Guidelines to handle blackmail attempt

IRM author: CERT SG / Julien Touche
IRM version: 1.3

Preparation

1

Objective: Establish contacts, define procedures, and gather information to save time during an attack.

Contacts

  • Identify internal contacts (security team, incident response team, legal department etc.)
  • Identify external contacts who might be needed, mainly for investigation purposes like Law Enforcement.
  • Make sure that security incident escalation process is defined and the actors are clearly defined.
  • Be sure to have intelligence gathering capabilities (communities, contact, etc.) that might be involved in such incidents.

Awareness

  • Make sure that all the relevant employees are aware of blackmail issues. This can be part of the security awareness program.

Verify backup and incident response process is in place and up to date.

Identification

2

Objective: Detect the incident, determine its scope, and involve the appropriate parties.

  • Alert relevant people

  • Keep traces of any communications related to the incident (don’t send emails to trash; write down any phone contact with phone number and timestamp if available, fax, etc.)
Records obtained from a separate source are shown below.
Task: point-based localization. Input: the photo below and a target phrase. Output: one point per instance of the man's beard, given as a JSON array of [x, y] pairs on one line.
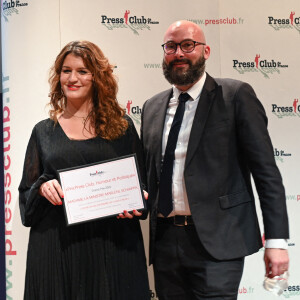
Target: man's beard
[[179, 77]]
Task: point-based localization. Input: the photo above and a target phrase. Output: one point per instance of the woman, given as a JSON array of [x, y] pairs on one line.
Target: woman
[[102, 259]]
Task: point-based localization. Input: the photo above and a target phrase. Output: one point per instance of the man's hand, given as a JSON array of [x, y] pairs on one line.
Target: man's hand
[[127, 215], [276, 261]]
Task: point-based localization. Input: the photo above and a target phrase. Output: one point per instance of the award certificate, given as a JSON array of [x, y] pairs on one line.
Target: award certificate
[[101, 190]]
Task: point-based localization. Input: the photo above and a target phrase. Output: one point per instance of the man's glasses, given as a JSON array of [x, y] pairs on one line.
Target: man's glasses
[[185, 46]]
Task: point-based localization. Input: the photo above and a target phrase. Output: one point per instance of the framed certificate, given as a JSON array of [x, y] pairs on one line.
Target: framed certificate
[[101, 190]]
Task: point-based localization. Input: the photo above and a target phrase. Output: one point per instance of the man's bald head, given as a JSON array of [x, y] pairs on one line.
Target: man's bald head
[[189, 28], [185, 53]]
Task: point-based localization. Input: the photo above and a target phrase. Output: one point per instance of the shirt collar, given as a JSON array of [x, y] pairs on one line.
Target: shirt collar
[[193, 91]]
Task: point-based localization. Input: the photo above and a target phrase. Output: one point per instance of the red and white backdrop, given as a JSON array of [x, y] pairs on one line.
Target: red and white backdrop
[[254, 41]]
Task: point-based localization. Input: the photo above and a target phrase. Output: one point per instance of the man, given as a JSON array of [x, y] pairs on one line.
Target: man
[[199, 152]]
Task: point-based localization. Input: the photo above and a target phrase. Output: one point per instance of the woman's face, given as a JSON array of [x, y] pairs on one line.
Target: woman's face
[[75, 79]]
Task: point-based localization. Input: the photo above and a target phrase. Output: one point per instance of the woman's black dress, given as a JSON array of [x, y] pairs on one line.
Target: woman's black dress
[[102, 259]]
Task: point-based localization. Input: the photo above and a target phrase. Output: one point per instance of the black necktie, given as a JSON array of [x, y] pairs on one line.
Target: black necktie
[[165, 203]]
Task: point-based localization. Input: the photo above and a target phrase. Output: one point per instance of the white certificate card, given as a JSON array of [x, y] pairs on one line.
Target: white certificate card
[[101, 190]]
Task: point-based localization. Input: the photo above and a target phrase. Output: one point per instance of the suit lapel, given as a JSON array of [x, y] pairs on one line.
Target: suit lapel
[[205, 102]]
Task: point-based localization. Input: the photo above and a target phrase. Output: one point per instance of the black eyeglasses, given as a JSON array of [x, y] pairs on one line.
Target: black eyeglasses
[[186, 46]]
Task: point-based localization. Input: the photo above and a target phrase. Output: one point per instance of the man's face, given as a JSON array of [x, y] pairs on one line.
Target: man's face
[[181, 68]]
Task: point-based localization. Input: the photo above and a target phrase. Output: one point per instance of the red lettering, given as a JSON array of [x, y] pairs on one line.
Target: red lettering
[[7, 215], [7, 180], [8, 248], [6, 166], [7, 197]]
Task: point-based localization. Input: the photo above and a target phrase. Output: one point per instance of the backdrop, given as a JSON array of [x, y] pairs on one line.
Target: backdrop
[[255, 41]]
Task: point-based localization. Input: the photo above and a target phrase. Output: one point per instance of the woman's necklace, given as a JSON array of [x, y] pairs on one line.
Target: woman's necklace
[[83, 119]]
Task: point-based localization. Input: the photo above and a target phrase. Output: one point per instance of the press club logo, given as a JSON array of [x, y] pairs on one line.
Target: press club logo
[[287, 111], [134, 112], [260, 65], [129, 21], [10, 7], [290, 21]]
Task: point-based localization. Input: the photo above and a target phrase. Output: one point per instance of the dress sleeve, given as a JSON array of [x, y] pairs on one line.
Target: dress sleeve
[[32, 205]]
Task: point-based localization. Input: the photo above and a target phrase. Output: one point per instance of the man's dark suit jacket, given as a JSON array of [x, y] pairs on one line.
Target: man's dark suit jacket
[[229, 141]]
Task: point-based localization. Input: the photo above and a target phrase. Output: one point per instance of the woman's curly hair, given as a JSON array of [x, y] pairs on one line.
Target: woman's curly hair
[[107, 115]]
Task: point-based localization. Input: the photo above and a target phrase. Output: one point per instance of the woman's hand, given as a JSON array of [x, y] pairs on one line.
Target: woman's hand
[[127, 215], [52, 191]]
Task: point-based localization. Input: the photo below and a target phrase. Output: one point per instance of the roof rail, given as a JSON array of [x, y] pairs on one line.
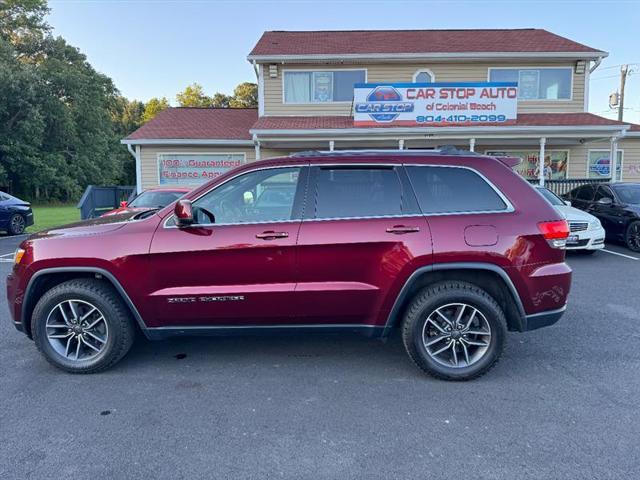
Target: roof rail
[[445, 150]]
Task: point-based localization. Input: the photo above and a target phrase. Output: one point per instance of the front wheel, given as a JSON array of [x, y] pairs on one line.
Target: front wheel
[[632, 236], [454, 331], [82, 326]]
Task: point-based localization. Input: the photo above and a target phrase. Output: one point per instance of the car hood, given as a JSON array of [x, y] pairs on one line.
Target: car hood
[[93, 226], [574, 214]]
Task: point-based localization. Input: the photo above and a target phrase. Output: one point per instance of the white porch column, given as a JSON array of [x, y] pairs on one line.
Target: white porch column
[[613, 158], [543, 142]]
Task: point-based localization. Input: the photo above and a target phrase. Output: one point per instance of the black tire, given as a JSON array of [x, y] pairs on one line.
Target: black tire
[[17, 224], [121, 331], [438, 295], [632, 236]]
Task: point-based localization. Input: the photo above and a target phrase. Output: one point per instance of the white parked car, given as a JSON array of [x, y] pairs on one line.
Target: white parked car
[[586, 230]]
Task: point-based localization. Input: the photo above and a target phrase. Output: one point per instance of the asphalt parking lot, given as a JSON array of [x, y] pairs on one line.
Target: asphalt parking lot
[[562, 403]]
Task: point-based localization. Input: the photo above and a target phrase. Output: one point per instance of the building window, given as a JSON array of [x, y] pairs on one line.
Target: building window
[[599, 165], [555, 163], [536, 83], [321, 86], [424, 76]]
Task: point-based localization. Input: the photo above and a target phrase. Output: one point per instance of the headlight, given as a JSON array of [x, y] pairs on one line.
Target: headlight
[[17, 257]]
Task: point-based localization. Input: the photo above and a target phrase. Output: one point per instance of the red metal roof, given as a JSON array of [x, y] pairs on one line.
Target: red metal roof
[[199, 123], [414, 41], [338, 122]]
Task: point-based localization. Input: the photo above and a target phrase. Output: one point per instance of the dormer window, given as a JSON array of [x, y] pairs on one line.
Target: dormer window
[[424, 76], [537, 83], [321, 86]]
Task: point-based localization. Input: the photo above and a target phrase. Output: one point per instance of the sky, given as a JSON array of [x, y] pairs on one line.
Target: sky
[[156, 48]]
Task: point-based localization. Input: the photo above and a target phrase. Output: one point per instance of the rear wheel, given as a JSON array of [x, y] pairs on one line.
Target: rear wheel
[[632, 236], [454, 331], [17, 224], [82, 326]]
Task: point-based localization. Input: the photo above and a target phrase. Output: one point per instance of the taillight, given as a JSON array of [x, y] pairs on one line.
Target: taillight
[[555, 233]]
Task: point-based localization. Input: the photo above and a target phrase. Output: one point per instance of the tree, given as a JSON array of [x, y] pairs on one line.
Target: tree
[[193, 96], [153, 107], [245, 95]]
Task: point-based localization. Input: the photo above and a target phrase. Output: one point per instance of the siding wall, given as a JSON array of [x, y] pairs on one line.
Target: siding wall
[[391, 72], [577, 167], [578, 155]]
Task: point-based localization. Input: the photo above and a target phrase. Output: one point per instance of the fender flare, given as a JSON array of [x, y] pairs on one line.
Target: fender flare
[[406, 288], [96, 270]]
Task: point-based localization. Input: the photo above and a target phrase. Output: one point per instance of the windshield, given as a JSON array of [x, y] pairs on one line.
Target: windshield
[[155, 199], [628, 193], [551, 197]]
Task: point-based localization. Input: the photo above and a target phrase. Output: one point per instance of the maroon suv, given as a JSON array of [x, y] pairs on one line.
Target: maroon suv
[[452, 248]]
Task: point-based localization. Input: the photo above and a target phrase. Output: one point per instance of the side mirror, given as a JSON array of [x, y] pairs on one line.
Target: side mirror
[[183, 212]]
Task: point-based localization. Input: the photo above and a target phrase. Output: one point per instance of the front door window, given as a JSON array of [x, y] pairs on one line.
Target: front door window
[[261, 196]]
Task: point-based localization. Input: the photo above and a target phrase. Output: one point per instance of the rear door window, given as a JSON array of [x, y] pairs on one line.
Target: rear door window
[[355, 192], [453, 190]]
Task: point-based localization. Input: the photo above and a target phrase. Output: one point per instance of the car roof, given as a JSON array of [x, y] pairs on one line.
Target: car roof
[[168, 189], [447, 156]]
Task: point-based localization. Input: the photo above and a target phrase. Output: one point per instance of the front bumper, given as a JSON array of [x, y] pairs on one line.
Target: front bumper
[[543, 319], [588, 240]]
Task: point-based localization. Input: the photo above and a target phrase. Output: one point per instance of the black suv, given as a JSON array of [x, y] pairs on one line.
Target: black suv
[[617, 206]]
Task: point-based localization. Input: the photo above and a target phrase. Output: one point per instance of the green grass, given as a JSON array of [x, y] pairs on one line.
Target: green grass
[[49, 216]]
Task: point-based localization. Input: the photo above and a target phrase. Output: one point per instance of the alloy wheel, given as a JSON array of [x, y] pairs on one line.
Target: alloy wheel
[[77, 330], [456, 335], [633, 237]]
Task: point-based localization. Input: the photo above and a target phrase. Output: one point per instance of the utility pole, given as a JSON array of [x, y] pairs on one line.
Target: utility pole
[[624, 71]]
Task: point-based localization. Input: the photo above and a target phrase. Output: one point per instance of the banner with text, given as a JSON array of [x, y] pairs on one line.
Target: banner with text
[[435, 104], [195, 168]]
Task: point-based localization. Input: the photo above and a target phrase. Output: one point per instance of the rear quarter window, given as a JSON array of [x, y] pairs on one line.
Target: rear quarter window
[[453, 190]]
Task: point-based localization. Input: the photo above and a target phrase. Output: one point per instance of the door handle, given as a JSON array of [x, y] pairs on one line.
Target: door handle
[[401, 229], [270, 235]]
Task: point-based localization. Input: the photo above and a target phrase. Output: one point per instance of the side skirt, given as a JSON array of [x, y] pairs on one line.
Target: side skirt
[[160, 333]]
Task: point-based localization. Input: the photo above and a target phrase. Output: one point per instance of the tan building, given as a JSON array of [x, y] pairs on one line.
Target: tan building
[[317, 90]]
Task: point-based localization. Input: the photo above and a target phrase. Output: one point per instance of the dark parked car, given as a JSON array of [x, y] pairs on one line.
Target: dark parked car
[[454, 249], [15, 214], [616, 205]]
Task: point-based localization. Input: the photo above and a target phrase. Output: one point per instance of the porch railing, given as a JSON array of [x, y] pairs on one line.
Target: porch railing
[[560, 187]]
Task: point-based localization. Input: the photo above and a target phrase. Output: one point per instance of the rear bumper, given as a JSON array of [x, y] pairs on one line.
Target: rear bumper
[[543, 319]]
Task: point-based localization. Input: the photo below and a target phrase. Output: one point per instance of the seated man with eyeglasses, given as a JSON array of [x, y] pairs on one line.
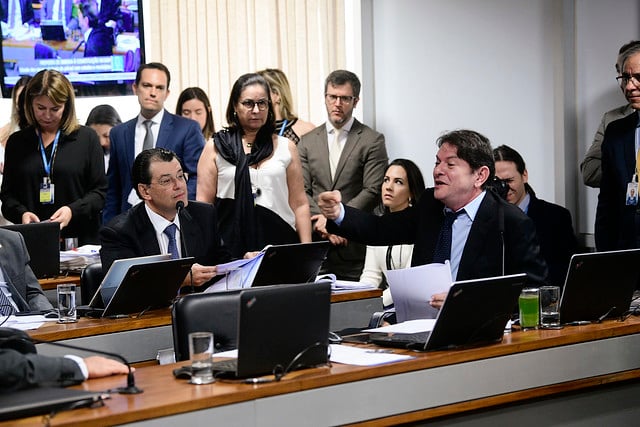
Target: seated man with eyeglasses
[[156, 227]]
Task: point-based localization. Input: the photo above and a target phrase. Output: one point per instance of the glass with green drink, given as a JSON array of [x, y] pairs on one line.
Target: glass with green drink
[[529, 304]]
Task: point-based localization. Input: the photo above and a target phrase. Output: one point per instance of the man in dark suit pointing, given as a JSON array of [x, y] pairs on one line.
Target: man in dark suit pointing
[[489, 237]]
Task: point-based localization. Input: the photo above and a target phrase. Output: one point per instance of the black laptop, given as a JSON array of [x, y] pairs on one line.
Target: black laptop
[[475, 312], [280, 328], [144, 286], [45, 400], [52, 30], [599, 285], [43, 243], [293, 263]]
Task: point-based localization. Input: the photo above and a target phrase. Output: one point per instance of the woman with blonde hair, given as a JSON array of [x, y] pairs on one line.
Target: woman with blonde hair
[[54, 167], [287, 122]]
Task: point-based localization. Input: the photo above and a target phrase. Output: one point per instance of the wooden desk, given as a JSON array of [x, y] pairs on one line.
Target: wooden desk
[[139, 339], [600, 358]]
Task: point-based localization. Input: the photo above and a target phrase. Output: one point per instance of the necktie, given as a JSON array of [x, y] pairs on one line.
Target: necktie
[[170, 232], [443, 247], [334, 152], [6, 308], [148, 138]]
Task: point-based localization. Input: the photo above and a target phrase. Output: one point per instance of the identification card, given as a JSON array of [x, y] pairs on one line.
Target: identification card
[[632, 193], [46, 192]]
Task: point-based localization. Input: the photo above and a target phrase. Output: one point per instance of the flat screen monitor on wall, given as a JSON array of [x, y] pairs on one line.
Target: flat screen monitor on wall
[[99, 53]]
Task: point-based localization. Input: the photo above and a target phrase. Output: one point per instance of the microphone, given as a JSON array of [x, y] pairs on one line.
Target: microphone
[[131, 382], [185, 252]]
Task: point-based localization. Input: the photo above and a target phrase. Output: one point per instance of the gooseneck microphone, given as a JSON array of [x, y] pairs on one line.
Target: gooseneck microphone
[[131, 382], [185, 252]]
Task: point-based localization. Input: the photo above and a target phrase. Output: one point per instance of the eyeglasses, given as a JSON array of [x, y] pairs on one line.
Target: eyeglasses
[[165, 181], [625, 78], [250, 104], [332, 99]]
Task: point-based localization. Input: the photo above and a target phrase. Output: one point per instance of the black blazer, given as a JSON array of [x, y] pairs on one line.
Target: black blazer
[[615, 221], [554, 229], [497, 224], [131, 234]]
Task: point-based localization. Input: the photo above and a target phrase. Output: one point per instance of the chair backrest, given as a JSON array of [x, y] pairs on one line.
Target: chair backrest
[[90, 280], [215, 312]]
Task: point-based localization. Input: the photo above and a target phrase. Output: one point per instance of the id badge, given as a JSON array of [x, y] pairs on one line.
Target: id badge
[[46, 192], [632, 193]]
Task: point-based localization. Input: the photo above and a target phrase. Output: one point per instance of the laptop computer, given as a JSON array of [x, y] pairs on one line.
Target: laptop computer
[[474, 313], [43, 243], [45, 400], [599, 285], [52, 30], [114, 277], [280, 328], [292, 263], [146, 286]]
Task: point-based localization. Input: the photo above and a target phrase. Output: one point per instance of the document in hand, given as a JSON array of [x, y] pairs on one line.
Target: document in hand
[[412, 288]]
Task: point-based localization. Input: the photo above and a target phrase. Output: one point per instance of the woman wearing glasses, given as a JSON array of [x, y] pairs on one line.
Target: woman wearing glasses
[[254, 176], [401, 188], [55, 167]]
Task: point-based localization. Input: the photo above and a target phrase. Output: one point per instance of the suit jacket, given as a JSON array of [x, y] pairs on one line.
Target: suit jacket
[[554, 229], [615, 226], [131, 234], [183, 136], [359, 174], [14, 260], [18, 370], [482, 254]]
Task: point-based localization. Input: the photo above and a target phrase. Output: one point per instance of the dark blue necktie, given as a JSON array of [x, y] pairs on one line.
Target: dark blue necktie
[[443, 247], [170, 231]]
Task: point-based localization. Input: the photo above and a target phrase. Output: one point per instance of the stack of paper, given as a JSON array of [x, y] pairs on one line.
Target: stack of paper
[[79, 258]]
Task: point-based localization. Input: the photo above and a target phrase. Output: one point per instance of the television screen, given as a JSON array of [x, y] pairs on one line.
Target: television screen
[[97, 45]]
    Try to get as much details as you can about the author (name, fax, postal address, etc.)

  • Examine possible courses of actions with your incident response team and legal team.

  • If internal data is concerned, check you have a safe backup of it and try to find out how it was gathered.

  • Include top management to inform them that blackmail is happening and is being handled according to a defined process.

Containment

3

Objective: Mitigate the attack’s effects on the targeted environment.

Determine how you can answer to the blackmail and the consequences and costs of ignoring, answering yes or no.

Most common threats tied with blackmail are:

  • Denial of service
  • Reveal sensitive data on Internet (credit card or other personal data from customers or internal worker/director, confidential company data, etc.)
  • Reveal sensitive private information about employees/VIPs
  • Block your data access (wiped or encrypted through ransomware for example 1)
  • Mass-mailing using the brand (spam, child pornography 2, bad rumours, etc.)

Check the background

  • Check if similar blackmailing attempts have taken place in the past. Check if other companies have been threatened as well.

  • All related technical data should be checked carefully and collected for investigation purposes;

  • Search if anyone would have any interest into threatening your company

    • Competitors
    • Ideologically-motivated groups
    • Former or current employees
  • Try to identify the attacker with the available pieces of information.

  • More generally, try to find how the attacker got into the system or got the object of the blackmail.

Contact local law enforcement to inform them.

Try to gain time and details from fraudster. Ask:

  • Proof of what he said: example data, intrusion proof, etc.
  • Time to get what fraudster wants (money, etc.)

  1. http://en.wikipedia.org/wiki/Ransomware_(malware) ↩︎

  2. Betting websites blackmailed with child pornography, 27/10/2004 http://software.silicon.com/malware/0,3800003100,39125346,00.htm ↩︎

Remediation

4

Objective: Take actions to remove the threat and avoid future incidents.

If a flaw has been identified on a technical asset or a process allowing the attacker to get access to the object of the blackmail, ask for IMMEDIATE fix in order to prevent another case.

  • After getting as much information as possible, ignore the blackmail and ensure appropriate watch is in place to detect and react accordingly on any new follow-ups.
  • Don’t take any remediation decision alone if strategic assets or human people are targeted. Involve appropriate departments

Remember that a positive answer to the fraudster is an open door for further blackmails.

Recovery

5

Objective: Restore the system to normal operations.

Notify the top management of the actions and the decision taken on the blackmail issue.

Aftermath

6

Objective: Document the incident’s details, discuss lessons learned, and adjust plans and defences.

If you don’t want to file a complaint, at least notify Law Enforcement as other organizations could be affected. At the same time, inform hierarchy and subsidiaries to have a unique position in case the fraudster tries to blackmail another internal department.

Report

An incident report should be written and made available to all of the actors of the incident.

The following themes should be described:

  • Initial detection
  • Actions and timelines
  • What went right
  • What went wrong
  • Incident cost

Capitalize

Actions to improve the blackmail handling processes should be defined to capitalize on this experience.